L’Orient-Express Hôtel, figure parmi 2 autres projets - les Terrains d’Aventure et le Centre Georges Pompidou - dans l’introduction de l’exposition "Inservitude" qui se tient du 19 juin au 3 novembre 2019 au centre d’architecture Arc en Rêve à Bordeaux.

Ces 3 premiers projets, qui convoquent respectivement les univers du fou, de l’enfant et de l’artiste, sont les 3 clés de lecture des 40 autres architectures que constitue l’exposition "Inservitude" et qui ont pris place dans l’histoire d’Arc en Rêve, en résistance aux idées de certitude, de totalité, d’homogénéité et comme promesse d’ouverture.

« Et si l’architecture, discipline de la contrainte, ne cessait de s’inventer dans l’indiscipline des utopies créatrices, des auteurs et des usages ? »

 

 
Equipement de logement et de restauration pour des stagiaires psychothérapeutes datant de 1982, l’Orient-Express Hôtel se situe à proximité de Blois (41) et s’inscrit dans un plus vaste projet d’extension de la clinique psychiatrique de la Chesnaie, entamé en 1971 sous l’intervention de l’architecte Chilpéric de Boiscuillé.

Directeur de l’École Spéciale d’Architecture de 1982 à 1988 et fondateur de l’École nationale supérieure de la nature et du paysage à Blois en 1993, Chilpéric de Boiscuillé enseigne aujourd’hui le paysage en cycle de Licence à l’ESA.
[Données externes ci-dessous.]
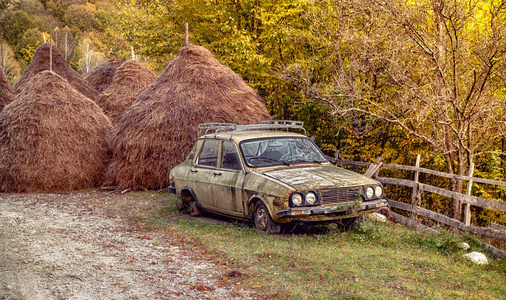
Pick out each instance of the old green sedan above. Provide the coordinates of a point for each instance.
(272, 175)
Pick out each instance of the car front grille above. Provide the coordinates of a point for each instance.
(349, 194)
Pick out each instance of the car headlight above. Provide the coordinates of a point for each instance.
(369, 192)
(311, 198)
(378, 191)
(297, 199)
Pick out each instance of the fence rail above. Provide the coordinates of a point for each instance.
(495, 231)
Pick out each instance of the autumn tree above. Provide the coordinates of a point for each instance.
(433, 68)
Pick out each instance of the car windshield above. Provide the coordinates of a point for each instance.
(280, 151)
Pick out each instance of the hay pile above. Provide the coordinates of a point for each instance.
(130, 78)
(101, 76)
(6, 93)
(52, 138)
(40, 62)
(159, 129)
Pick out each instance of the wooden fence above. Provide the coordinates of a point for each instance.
(495, 231)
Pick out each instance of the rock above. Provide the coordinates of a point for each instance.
(377, 217)
(477, 257)
(463, 246)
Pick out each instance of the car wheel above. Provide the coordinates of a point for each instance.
(194, 209)
(263, 220)
(350, 223)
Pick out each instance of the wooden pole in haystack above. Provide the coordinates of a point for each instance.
(50, 53)
(2, 49)
(186, 34)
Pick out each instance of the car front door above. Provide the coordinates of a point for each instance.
(228, 180)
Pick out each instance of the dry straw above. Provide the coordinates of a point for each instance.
(52, 138)
(6, 93)
(159, 129)
(101, 76)
(130, 78)
(40, 62)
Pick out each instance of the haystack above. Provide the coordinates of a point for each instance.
(6, 93)
(52, 138)
(130, 78)
(101, 76)
(159, 129)
(40, 62)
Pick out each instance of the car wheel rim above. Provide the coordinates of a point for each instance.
(262, 219)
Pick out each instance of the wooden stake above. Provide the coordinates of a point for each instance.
(415, 196)
(467, 209)
(50, 53)
(185, 34)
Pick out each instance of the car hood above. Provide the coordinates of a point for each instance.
(319, 177)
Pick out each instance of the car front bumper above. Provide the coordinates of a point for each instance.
(336, 211)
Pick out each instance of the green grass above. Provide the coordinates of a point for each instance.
(375, 261)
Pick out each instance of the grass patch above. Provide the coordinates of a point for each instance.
(374, 261)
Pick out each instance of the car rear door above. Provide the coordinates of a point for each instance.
(202, 173)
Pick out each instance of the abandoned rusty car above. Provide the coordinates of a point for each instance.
(272, 175)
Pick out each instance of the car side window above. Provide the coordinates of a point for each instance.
(209, 154)
(230, 158)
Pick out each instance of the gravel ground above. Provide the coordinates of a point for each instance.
(54, 247)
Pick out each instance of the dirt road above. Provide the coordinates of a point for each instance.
(54, 247)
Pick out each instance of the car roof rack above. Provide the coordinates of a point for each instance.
(263, 125)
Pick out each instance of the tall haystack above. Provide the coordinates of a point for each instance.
(130, 78)
(6, 93)
(52, 138)
(160, 128)
(40, 62)
(101, 76)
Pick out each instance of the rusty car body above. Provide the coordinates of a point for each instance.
(272, 175)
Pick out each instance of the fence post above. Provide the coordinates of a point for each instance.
(467, 210)
(415, 197)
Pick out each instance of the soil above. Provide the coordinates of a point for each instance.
(58, 246)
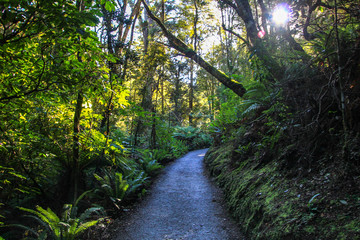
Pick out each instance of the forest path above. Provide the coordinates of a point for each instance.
(183, 204)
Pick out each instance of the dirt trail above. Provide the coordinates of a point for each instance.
(183, 204)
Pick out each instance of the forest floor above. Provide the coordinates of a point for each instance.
(183, 204)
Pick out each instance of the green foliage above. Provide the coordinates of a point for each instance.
(148, 162)
(68, 226)
(193, 137)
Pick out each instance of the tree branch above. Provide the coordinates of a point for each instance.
(179, 45)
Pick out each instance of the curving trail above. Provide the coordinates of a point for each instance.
(183, 204)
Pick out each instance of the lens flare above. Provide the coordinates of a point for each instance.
(261, 34)
(281, 14)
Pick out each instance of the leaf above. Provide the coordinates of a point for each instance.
(344, 202)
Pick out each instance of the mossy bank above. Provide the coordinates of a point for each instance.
(271, 200)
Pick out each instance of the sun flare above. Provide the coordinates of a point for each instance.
(281, 14)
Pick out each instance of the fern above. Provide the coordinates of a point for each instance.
(66, 228)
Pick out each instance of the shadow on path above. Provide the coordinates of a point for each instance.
(183, 204)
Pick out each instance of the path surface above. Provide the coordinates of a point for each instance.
(183, 204)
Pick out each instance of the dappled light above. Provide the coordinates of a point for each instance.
(100, 99)
(281, 14)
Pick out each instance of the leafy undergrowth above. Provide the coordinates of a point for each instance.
(273, 199)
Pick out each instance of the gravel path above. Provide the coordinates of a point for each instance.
(183, 204)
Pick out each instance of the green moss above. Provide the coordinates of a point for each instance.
(267, 205)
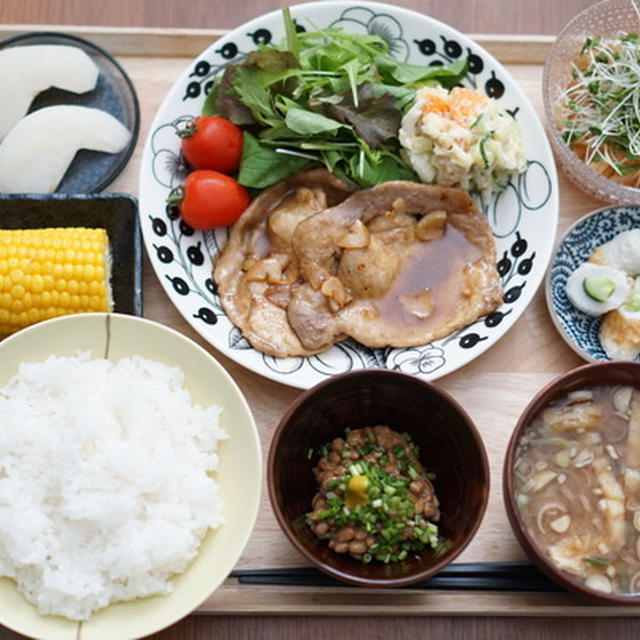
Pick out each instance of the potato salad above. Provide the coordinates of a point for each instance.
(461, 138)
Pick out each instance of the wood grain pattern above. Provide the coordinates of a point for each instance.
(471, 16)
(541, 354)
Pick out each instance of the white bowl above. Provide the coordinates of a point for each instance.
(116, 336)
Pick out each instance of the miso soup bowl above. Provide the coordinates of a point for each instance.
(590, 375)
(449, 443)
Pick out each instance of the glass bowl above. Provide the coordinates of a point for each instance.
(610, 18)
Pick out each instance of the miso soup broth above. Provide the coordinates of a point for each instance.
(576, 480)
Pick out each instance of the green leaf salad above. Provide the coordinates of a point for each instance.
(325, 98)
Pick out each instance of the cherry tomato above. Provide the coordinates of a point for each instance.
(212, 143)
(212, 199)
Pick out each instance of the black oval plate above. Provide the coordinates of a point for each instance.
(90, 171)
(117, 213)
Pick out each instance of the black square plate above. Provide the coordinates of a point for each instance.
(117, 213)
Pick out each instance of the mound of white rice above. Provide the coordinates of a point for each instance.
(104, 485)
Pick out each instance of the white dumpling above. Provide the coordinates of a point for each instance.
(621, 252)
(25, 71)
(578, 296)
(620, 334)
(39, 149)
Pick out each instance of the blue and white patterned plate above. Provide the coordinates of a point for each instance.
(580, 331)
(523, 218)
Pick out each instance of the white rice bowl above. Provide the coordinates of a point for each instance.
(239, 473)
(105, 490)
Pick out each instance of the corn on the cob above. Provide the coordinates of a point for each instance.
(46, 273)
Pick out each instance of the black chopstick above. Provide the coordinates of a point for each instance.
(485, 576)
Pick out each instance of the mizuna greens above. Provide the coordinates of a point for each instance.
(326, 97)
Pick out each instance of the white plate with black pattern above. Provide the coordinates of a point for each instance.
(523, 218)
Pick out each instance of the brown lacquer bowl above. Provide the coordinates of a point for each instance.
(449, 443)
(602, 373)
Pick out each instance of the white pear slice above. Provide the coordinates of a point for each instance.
(39, 149)
(28, 70)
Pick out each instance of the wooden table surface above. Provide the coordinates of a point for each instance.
(471, 16)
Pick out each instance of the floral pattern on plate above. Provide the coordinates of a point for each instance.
(523, 218)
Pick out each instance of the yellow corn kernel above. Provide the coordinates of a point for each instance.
(46, 273)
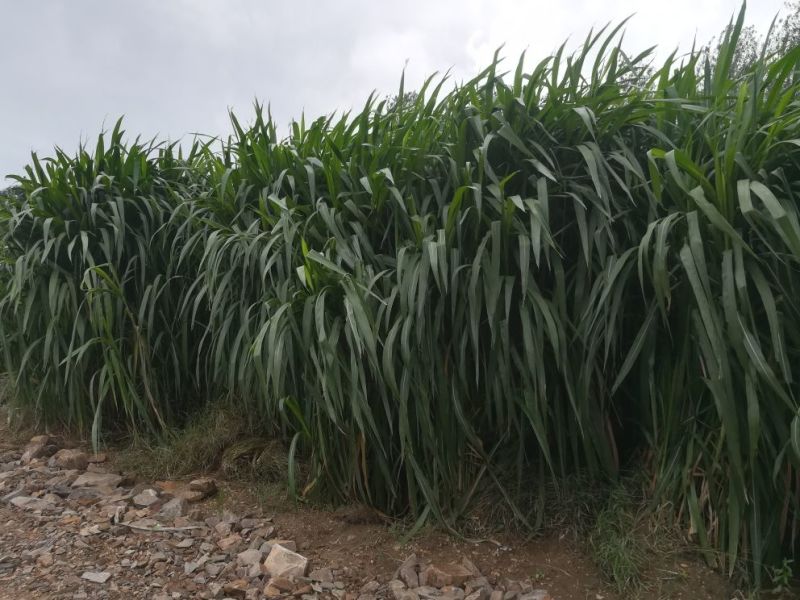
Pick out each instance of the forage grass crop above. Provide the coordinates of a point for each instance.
(560, 269)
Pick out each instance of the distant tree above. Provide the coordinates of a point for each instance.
(408, 98)
(784, 35)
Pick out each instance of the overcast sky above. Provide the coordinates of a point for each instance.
(174, 67)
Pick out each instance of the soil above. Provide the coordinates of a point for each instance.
(355, 545)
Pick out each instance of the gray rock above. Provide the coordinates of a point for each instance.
(96, 576)
(282, 562)
(92, 479)
(325, 575)
(249, 558)
(145, 498)
(173, 509)
(70, 459)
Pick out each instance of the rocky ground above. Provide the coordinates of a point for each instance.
(73, 529)
(71, 526)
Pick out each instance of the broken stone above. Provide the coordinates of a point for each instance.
(45, 560)
(288, 544)
(173, 509)
(92, 479)
(36, 448)
(70, 459)
(371, 587)
(451, 575)
(249, 558)
(237, 588)
(96, 577)
(470, 566)
(536, 595)
(205, 485)
(145, 498)
(283, 562)
(230, 542)
(325, 575)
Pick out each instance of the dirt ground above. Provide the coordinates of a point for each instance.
(357, 547)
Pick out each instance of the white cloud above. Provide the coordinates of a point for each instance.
(175, 67)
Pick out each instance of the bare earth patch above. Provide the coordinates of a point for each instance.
(73, 527)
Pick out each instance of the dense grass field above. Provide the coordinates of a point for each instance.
(583, 267)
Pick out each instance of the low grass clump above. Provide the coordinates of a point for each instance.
(563, 269)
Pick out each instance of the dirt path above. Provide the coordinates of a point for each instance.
(72, 529)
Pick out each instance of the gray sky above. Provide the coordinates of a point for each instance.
(174, 67)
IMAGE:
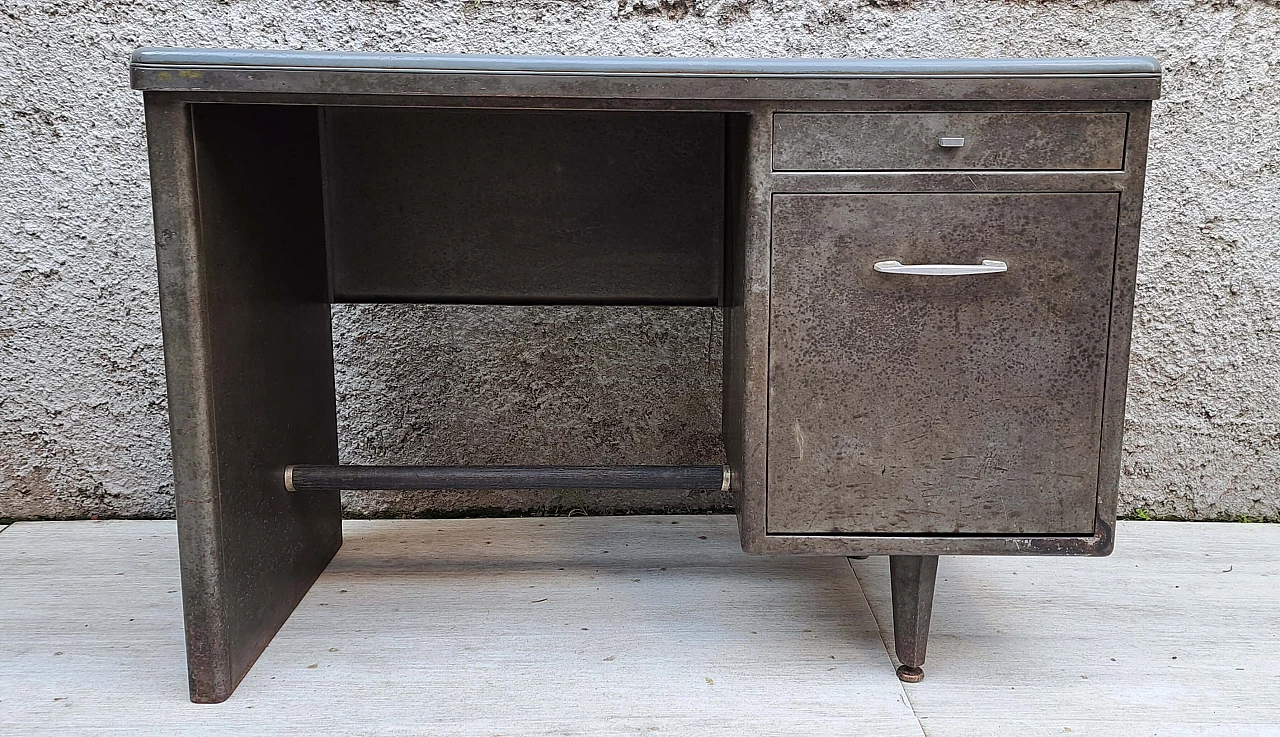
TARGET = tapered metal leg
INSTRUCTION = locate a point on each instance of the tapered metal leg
(248, 360)
(913, 577)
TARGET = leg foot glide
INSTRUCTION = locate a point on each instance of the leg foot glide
(910, 673)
"Inservitude" est une nouvelle occasion de célébrer cette architecture singulière et de rappeler le contexte original et innovant dans lequel elle a été conçue il y a de cela presque 40 ans :

Le chantier des nouveaux équipements de la Chesnaie sera conduit par Chilpéric de Boiscuillé à condition que ses élèves en architecture puissent participer au projet, et une antenne pédagogique de l’ESA sera donc installée sur place à cet effet. François Bouvard, actuel directeur de l’École Spéciale, participera également à la conception de l’Orient-Express Hôtel. Quant aux pensionnaires de la clinique, ils seront eux aussi associés au chantier, dont les bienfaits thérapeutiques ont été constatés.

6 wagons de l’Orient-Express, datant de 1928, ont été réutilisés dans cette architecture s’organisant autour de 3 ailes.

En somme, l’Orient-Express Hôtel, par son dessin et sa mise en œuvre aux parfums d’utopie, répondait déjà aux grandes problématiques sociétales et environnementales auxquelles la profession est aujourd’hui confrontée quotidiennement.

Les bâtiments de la Chesnaie témoignent d’un mouvement d’auto-construction en accord avec un programme thérapeutique. Cette création collective a bénéficié à ce titre en 2006 d’une inscription à l’inventaire supplémentaire des monuments historiques.